On Fri, 5 Jun 2020, Martin Storsjö wrote:
As for the speed of musl, it doesn't seem to bad, at least for strings:
https://www.etalabs.net/compare_libcs.html
Those look decent yeah. My prime concern is for memcpy, where
implementations that use SIMD instructions might be even faster - which
might matter for multimedia applications.
If I understand correctly, one of the reasons of having these string
functions in vcruntime*.dll separately from the fixed UCRT, is that they
want to be able to easier ship newer tuned versions of them.

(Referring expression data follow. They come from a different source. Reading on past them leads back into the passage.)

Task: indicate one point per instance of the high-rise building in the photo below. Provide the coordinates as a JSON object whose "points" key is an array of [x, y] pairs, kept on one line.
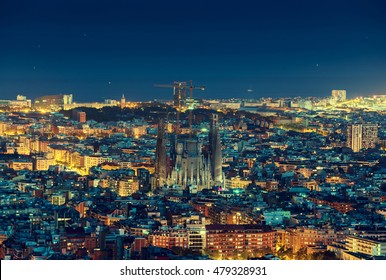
{"points": [[123, 101], [362, 136], [215, 150], [179, 94], [160, 157], [369, 136], [339, 95]]}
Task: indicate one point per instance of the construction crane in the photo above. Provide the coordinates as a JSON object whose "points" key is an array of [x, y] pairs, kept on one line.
{"points": [[179, 91]]}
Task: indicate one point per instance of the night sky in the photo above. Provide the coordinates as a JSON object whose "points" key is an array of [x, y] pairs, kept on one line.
{"points": [[250, 49]]}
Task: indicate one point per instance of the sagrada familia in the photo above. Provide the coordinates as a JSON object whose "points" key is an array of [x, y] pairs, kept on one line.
{"points": [[184, 163]]}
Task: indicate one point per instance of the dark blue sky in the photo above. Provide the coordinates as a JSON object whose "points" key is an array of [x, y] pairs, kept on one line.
{"points": [[97, 49]]}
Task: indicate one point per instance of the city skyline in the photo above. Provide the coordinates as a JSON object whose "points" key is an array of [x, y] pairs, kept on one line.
{"points": [[98, 50]]}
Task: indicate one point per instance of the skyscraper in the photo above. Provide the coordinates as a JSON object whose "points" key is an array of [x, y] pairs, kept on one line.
{"points": [[354, 137], [215, 150], [362, 136], [123, 101], [161, 161], [179, 94], [339, 95]]}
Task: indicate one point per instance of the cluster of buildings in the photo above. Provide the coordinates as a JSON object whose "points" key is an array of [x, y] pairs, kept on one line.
{"points": [[233, 184]]}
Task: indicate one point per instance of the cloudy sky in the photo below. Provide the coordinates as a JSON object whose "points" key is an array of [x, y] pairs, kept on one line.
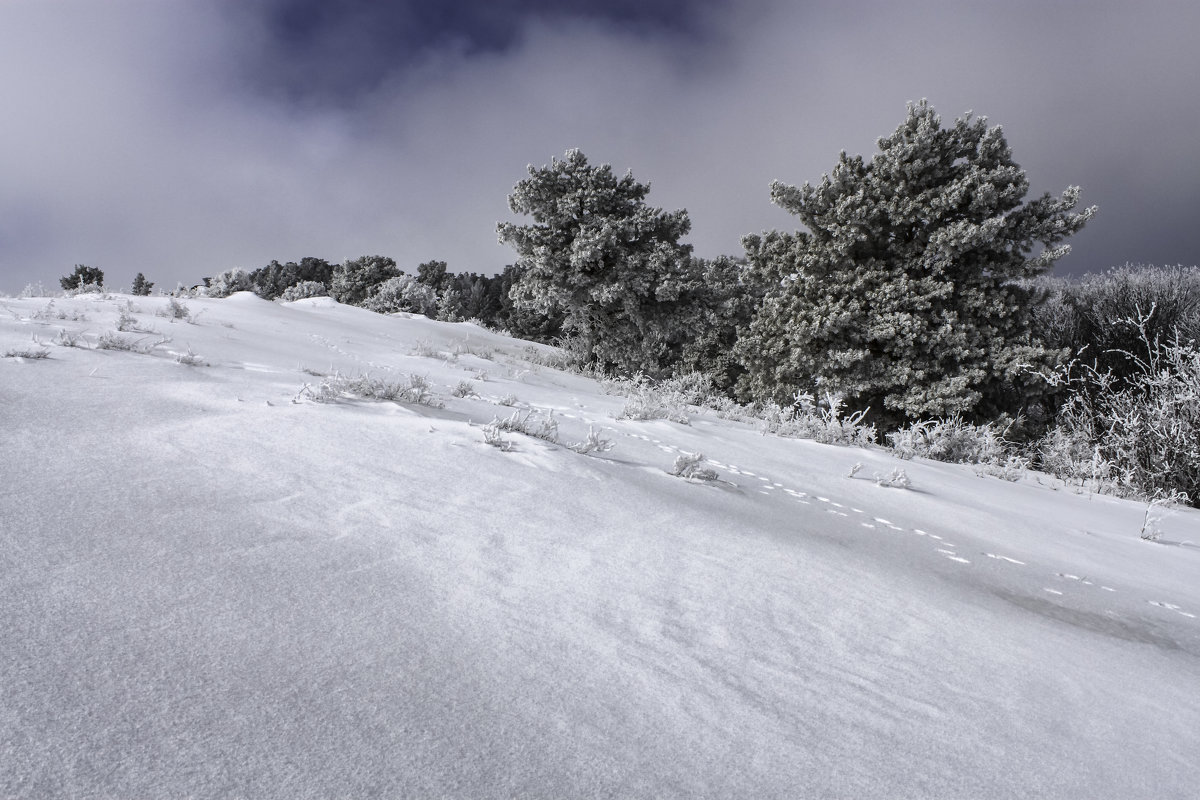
{"points": [[185, 137]]}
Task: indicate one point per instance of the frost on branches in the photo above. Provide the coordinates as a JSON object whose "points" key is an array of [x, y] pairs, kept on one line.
{"points": [[903, 293], [612, 265]]}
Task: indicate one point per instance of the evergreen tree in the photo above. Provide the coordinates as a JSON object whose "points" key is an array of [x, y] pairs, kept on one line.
{"points": [[354, 280], [603, 259], [83, 276], [141, 286], [904, 293]]}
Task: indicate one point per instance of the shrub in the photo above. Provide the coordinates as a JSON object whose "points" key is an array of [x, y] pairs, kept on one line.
{"points": [[1137, 434], [303, 290], [174, 310], [953, 440], [594, 443], [226, 283], [540, 426], [822, 421], [402, 293]]}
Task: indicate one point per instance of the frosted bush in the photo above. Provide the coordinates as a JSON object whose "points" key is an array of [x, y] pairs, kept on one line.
{"points": [[952, 440], [594, 443], [898, 480], [648, 400], [822, 421], [402, 293], [304, 289], [539, 426], [1137, 434], [174, 310], [335, 388], [226, 283]]}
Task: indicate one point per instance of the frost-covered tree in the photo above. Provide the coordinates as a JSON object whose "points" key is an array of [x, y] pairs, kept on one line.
{"points": [[402, 293], [354, 280], [605, 260], [83, 276], [903, 294], [141, 286]]}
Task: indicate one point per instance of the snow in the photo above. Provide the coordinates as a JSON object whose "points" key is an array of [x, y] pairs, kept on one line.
{"points": [[211, 585]]}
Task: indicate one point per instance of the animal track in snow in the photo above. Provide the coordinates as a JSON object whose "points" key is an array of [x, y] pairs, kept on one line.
{"points": [[1173, 607]]}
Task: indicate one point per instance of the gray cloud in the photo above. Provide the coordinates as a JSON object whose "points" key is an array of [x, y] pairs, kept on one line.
{"points": [[136, 143]]}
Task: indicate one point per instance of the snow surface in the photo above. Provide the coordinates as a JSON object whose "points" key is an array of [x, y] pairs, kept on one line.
{"points": [[211, 587]]}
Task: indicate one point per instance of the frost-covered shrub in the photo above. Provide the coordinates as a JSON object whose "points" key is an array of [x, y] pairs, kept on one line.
{"points": [[594, 443], [111, 341], [402, 293], [1107, 319], [689, 465], [415, 390], [303, 290], [465, 389], [1134, 435], [226, 283], [953, 440], [897, 480], [174, 310], [540, 426], [355, 280], [649, 400], [822, 421], [84, 278]]}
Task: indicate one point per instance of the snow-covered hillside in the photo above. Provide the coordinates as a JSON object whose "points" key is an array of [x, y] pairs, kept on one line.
{"points": [[214, 585]]}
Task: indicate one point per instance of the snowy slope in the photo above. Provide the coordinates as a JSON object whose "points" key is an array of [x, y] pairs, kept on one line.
{"points": [[211, 585]]}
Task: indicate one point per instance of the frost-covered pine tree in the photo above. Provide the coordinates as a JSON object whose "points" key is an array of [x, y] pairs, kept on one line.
{"points": [[903, 294], [355, 278], [141, 286], [612, 265]]}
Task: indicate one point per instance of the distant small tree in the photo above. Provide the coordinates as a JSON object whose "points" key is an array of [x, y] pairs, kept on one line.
{"points": [[905, 294], [83, 276], [141, 286], [353, 281], [604, 259]]}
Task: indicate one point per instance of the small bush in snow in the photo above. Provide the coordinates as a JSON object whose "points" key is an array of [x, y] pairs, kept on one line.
{"points": [[898, 480], [66, 338], [190, 359], [465, 389], [594, 443], [228, 282], [493, 437], [821, 421], [304, 289], [689, 465], [174, 310], [415, 390], [111, 341], [540, 426], [647, 400], [952, 440]]}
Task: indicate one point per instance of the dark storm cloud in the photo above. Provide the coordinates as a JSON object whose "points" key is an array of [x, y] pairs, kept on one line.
{"points": [[180, 139]]}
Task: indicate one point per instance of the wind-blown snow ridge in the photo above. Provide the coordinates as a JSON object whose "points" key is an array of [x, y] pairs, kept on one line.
{"points": [[215, 585]]}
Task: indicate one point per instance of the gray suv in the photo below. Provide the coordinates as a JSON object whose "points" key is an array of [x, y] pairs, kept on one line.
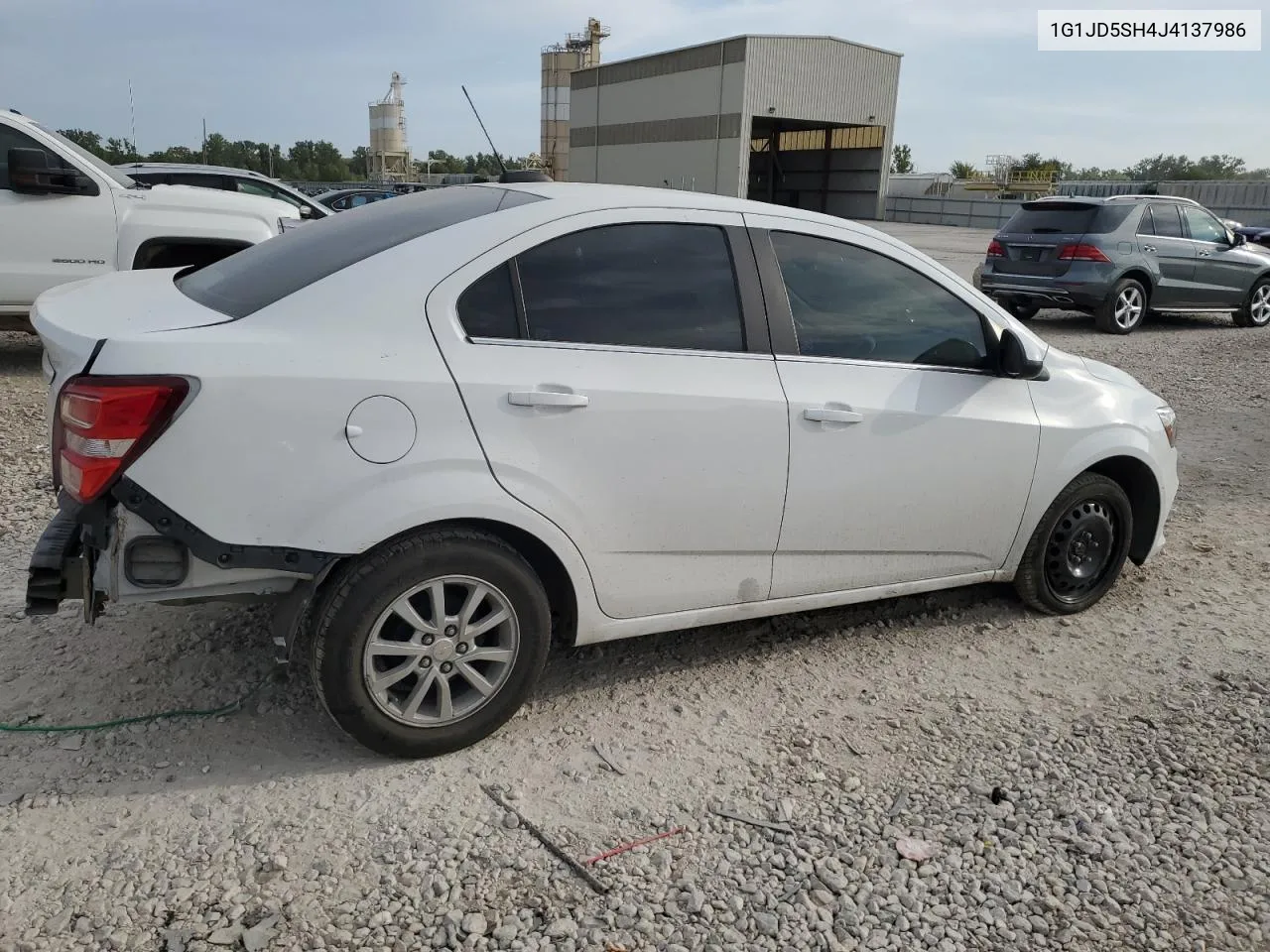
{"points": [[1123, 258]]}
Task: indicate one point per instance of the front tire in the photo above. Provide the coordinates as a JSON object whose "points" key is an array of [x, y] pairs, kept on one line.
{"points": [[431, 643], [1124, 308], [1256, 309], [1079, 548]]}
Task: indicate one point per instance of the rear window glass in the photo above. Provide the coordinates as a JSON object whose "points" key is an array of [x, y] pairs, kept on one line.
{"points": [[1052, 221], [268, 272]]}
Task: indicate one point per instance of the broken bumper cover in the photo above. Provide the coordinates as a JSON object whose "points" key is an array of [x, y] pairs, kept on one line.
{"points": [[59, 566], [103, 535]]}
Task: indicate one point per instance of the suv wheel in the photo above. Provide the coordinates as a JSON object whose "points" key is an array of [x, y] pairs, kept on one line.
{"points": [[1256, 309], [431, 644], [1079, 548], [1123, 309]]}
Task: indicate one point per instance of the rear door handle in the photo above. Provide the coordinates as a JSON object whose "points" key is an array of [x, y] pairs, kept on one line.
{"points": [[547, 398], [825, 414]]}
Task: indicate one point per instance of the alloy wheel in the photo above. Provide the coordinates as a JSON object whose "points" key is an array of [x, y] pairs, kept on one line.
{"points": [[1080, 549], [1259, 307], [441, 652], [1128, 308]]}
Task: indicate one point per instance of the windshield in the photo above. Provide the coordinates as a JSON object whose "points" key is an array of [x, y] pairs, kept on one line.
{"points": [[100, 166]]}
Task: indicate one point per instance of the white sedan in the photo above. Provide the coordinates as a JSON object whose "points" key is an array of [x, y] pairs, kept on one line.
{"points": [[444, 429]]}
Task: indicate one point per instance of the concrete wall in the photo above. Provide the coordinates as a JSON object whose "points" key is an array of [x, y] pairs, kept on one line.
{"points": [[991, 213]]}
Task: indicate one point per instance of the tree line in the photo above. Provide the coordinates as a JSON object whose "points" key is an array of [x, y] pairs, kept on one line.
{"points": [[1159, 168], [307, 160]]}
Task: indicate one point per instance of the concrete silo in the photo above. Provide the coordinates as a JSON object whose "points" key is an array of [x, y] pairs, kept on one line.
{"points": [[390, 155], [576, 53]]}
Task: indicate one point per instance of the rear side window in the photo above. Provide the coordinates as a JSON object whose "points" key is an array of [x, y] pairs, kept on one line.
{"points": [[488, 307], [1109, 218], [268, 272], [1165, 221], [638, 285], [1062, 220]]}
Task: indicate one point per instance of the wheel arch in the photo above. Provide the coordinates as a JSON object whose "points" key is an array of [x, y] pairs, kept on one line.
{"points": [[1143, 277], [548, 565], [1141, 485]]}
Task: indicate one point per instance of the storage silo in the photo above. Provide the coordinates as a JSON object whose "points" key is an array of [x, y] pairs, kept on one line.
{"points": [[390, 154], [559, 60]]}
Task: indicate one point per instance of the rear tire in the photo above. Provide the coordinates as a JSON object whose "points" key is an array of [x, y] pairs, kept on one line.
{"points": [[1123, 309], [448, 684], [1256, 309], [1079, 548]]}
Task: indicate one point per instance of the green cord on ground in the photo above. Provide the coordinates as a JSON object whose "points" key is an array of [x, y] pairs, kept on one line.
{"points": [[143, 719]]}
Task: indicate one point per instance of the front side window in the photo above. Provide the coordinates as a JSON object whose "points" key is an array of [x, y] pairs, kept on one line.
{"points": [[636, 285], [852, 303], [1203, 226], [267, 190], [13, 139]]}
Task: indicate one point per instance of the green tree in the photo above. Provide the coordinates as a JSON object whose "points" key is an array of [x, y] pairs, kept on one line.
{"points": [[902, 160]]}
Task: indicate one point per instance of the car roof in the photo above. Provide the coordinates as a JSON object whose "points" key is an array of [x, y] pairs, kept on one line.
{"points": [[336, 191], [598, 197], [193, 168], [1106, 199]]}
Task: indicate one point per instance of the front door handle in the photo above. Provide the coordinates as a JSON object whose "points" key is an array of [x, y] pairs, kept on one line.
{"points": [[826, 414], [547, 398]]}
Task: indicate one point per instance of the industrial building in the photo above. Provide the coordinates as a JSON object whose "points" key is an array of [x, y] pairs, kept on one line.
{"points": [[389, 158], [579, 51], [797, 121]]}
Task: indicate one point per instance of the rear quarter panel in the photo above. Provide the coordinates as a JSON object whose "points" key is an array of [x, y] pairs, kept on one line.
{"points": [[261, 456]]}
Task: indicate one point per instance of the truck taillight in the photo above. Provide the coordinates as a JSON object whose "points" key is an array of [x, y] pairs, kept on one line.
{"points": [[104, 422], [1082, 253]]}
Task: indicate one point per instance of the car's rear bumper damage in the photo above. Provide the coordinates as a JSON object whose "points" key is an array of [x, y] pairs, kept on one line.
{"points": [[130, 547]]}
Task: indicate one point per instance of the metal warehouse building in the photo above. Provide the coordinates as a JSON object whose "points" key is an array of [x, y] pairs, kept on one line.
{"points": [[797, 121]]}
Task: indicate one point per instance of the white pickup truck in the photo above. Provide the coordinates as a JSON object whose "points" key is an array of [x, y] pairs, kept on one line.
{"points": [[66, 214]]}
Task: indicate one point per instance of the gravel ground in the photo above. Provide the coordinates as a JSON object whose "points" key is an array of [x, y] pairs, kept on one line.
{"points": [[1087, 783]]}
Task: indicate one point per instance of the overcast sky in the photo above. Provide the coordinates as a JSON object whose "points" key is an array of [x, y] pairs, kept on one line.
{"points": [[971, 80]]}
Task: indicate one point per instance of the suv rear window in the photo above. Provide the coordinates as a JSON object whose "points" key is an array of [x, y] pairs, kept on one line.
{"points": [[268, 272], [1067, 218], [1051, 220]]}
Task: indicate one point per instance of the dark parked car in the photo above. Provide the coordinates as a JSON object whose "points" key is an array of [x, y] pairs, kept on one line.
{"points": [[1123, 258], [344, 198], [226, 179], [1254, 234]]}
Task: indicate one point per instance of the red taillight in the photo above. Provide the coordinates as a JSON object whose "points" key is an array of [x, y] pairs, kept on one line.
{"points": [[1082, 253], [104, 422]]}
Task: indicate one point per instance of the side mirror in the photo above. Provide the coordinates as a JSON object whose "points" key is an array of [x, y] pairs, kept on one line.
{"points": [[30, 175], [1012, 359]]}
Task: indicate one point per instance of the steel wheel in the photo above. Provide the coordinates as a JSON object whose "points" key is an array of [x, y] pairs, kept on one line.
{"points": [[441, 652], [1259, 307], [1080, 551], [1129, 306]]}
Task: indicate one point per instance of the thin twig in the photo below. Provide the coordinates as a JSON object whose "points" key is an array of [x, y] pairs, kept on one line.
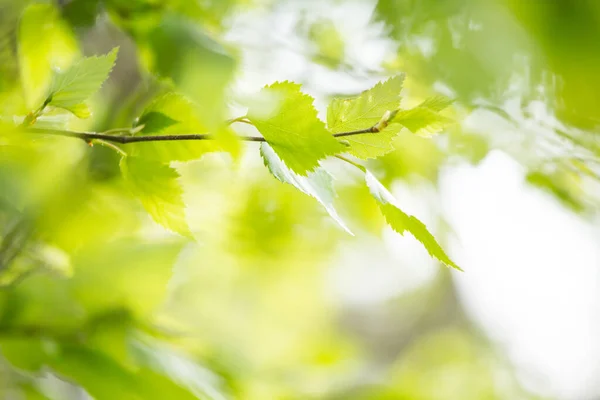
{"points": [[89, 136]]}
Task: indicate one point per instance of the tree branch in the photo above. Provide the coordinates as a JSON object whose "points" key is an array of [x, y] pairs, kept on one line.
{"points": [[89, 136]]}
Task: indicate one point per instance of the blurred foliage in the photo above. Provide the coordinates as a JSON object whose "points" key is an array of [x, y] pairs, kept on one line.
{"points": [[98, 299]]}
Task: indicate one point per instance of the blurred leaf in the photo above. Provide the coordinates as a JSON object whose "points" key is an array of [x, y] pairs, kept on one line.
{"points": [[45, 43], [364, 111], [182, 371], [24, 353], [318, 184], [156, 186], [134, 275], [425, 119], [565, 185], [72, 87], [288, 121], [402, 222], [81, 13]]}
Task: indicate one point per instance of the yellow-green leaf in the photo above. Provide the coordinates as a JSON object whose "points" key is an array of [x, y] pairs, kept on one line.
{"points": [[288, 120], [171, 114], [364, 111], [425, 119], [70, 88], [402, 222], [46, 43], [318, 184], [156, 186]]}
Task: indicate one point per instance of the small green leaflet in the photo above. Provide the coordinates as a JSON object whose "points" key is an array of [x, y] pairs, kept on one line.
{"points": [[72, 87], [364, 111], [425, 119], [292, 128], [402, 222], [156, 186], [318, 184], [172, 113]]}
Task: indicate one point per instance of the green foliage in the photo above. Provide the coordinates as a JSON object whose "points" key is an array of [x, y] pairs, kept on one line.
{"points": [[91, 291], [72, 87], [288, 121], [364, 111], [425, 119], [46, 43], [156, 186], [318, 184], [172, 113], [402, 222]]}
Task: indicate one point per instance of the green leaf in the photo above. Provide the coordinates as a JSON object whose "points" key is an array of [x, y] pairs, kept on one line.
{"points": [[46, 43], [137, 273], [75, 85], [288, 120], [437, 103], [187, 374], [156, 186], [402, 222], [425, 119], [318, 184], [172, 113], [364, 111]]}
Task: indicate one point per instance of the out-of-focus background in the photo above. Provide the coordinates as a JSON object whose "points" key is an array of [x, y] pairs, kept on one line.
{"points": [[272, 300]]}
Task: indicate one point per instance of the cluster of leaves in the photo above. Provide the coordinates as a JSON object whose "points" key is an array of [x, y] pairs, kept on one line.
{"points": [[58, 84], [296, 140]]}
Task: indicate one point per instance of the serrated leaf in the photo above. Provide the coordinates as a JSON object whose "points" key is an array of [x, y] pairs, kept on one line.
{"points": [[402, 222], [437, 103], [318, 184], [156, 186], [288, 120], [364, 111], [172, 113], [75, 85], [422, 121], [45, 43]]}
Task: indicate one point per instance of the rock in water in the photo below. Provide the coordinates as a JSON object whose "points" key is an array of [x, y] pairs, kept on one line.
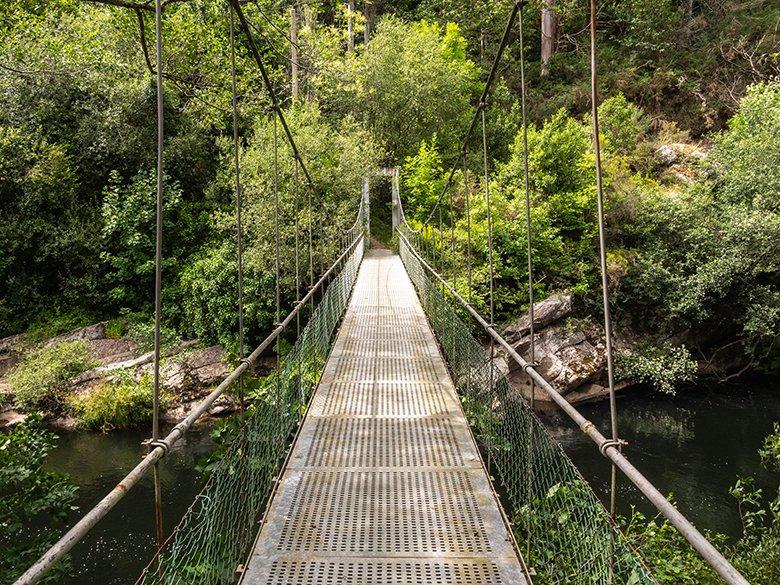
{"points": [[546, 312]]}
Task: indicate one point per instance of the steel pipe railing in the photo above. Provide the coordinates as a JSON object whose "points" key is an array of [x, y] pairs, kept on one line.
{"points": [[161, 447], [607, 447]]}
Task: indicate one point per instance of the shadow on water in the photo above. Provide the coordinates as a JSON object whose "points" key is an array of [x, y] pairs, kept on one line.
{"points": [[694, 445], [119, 547]]}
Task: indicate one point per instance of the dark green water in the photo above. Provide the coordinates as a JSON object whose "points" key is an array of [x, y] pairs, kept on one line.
{"points": [[694, 445], [120, 546]]}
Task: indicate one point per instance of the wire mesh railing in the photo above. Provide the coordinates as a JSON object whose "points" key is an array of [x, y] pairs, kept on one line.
{"points": [[209, 544], [562, 528]]}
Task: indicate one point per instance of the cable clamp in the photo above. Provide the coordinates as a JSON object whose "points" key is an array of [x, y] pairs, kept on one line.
{"points": [[154, 443], [611, 443], [529, 365]]}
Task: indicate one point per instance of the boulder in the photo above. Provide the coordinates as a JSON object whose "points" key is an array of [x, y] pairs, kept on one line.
{"points": [[88, 333], [667, 155], [111, 351], [200, 369], [11, 417], [567, 356], [546, 312], [208, 366]]}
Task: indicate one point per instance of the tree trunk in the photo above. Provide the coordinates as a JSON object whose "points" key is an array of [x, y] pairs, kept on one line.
{"points": [[310, 22], [368, 11], [294, 51], [351, 27], [549, 34]]}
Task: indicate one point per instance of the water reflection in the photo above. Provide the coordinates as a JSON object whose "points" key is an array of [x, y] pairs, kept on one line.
{"points": [[694, 445], [118, 548]]}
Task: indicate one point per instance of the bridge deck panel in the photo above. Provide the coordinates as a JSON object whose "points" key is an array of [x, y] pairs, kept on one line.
{"points": [[384, 484]]}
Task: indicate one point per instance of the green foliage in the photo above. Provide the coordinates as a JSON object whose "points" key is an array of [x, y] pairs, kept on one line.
{"points": [[756, 554], [622, 125], [670, 558], [40, 381], [662, 367], [30, 493], [210, 286], [747, 155], [129, 234], [770, 450], [422, 179], [120, 404], [413, 82]]}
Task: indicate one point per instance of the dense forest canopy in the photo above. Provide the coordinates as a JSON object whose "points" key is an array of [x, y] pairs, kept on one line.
{"points": [[689, 115], [693, 244]]}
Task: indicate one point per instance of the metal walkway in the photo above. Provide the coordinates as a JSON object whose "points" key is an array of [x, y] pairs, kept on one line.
{"points": [[384, 484]]}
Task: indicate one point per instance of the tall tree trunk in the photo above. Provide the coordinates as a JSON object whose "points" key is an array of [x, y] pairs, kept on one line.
{"points": [[368, 11], [549, 34], [351, 26], [310, 22], [294, 51]]}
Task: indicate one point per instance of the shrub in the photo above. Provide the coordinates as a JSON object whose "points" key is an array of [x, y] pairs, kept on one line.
{"points": [[622, 124], [121, 404], [41, 379], [747, 155], [30, 492], [661, 367]]}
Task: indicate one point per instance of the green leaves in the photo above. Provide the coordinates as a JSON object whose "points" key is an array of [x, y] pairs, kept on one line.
{"points": [[40, 381], [28, 492]]}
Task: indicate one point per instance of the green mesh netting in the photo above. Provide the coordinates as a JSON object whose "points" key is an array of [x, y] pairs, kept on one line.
{"points": [[562, 528], [215, 534]]}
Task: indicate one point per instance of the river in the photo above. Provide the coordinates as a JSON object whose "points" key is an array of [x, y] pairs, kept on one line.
{"points": [[694, 445], [119, 547]]}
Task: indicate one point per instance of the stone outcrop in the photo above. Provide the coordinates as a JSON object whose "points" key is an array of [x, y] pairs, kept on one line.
{"points": [[188, 372], [552, 309], [570, 353]]}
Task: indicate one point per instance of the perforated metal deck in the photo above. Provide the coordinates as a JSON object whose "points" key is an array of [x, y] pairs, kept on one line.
{"points": [[384, 484]]}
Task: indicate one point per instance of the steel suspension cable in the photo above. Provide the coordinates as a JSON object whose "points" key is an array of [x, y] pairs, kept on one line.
{"points": [[491, 273], [276, 106], [239, 256], [277, 255], [158, 519], [296, 195], [239, 204], [467, 190], [603, 251], [481, 104], [531, 332]]}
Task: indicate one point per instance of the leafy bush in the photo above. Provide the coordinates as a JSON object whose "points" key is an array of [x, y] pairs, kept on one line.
{"points": [[121, 404], [747, 155], [756, 554], [770, 450], [661, 367], [40, 381], [422, 179], [622, 125], [28, 492]]}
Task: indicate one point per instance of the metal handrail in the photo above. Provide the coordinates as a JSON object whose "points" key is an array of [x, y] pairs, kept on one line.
{"points": [[608, 448], [161, 447]]}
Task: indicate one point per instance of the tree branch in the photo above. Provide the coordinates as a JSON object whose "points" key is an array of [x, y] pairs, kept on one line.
{"points": [[144, 47]]}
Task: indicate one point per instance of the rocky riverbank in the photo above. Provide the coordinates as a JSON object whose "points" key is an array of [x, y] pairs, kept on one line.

But I could actually try to make a small benchmark for this, to see if
there's any significant difference (and if the default one from
api-ms-win-crt-private-* that is used right now isn't much faster, it
isn't much of an issue).
I also noticed that api-ms-win-crt-string-* actually does contain memcpy_s
and memmove_s. So we could just have small wrappers that call these
instead, so we'd avoid having to maintain a performance sensitive
implementation of that. That leaves us with a few functions less where we
need a full implementation.
I did a few measurements with this now, and the TL;DR conclusion is -
redirecting to ucrtbase/api-ms-win-crt-string's memcpy_s should be a good
option.
I did the measurements with the "checkasm" tool from dav1d, with local
modifications here:
https://code.videolan.org/mstorsjo/dav1d/-/commits/memcpy-bench
I ran the tests with "checkasm --bench --bench-c --test=memcpy", and
looked at the runtimes for the 1 MB aligned case.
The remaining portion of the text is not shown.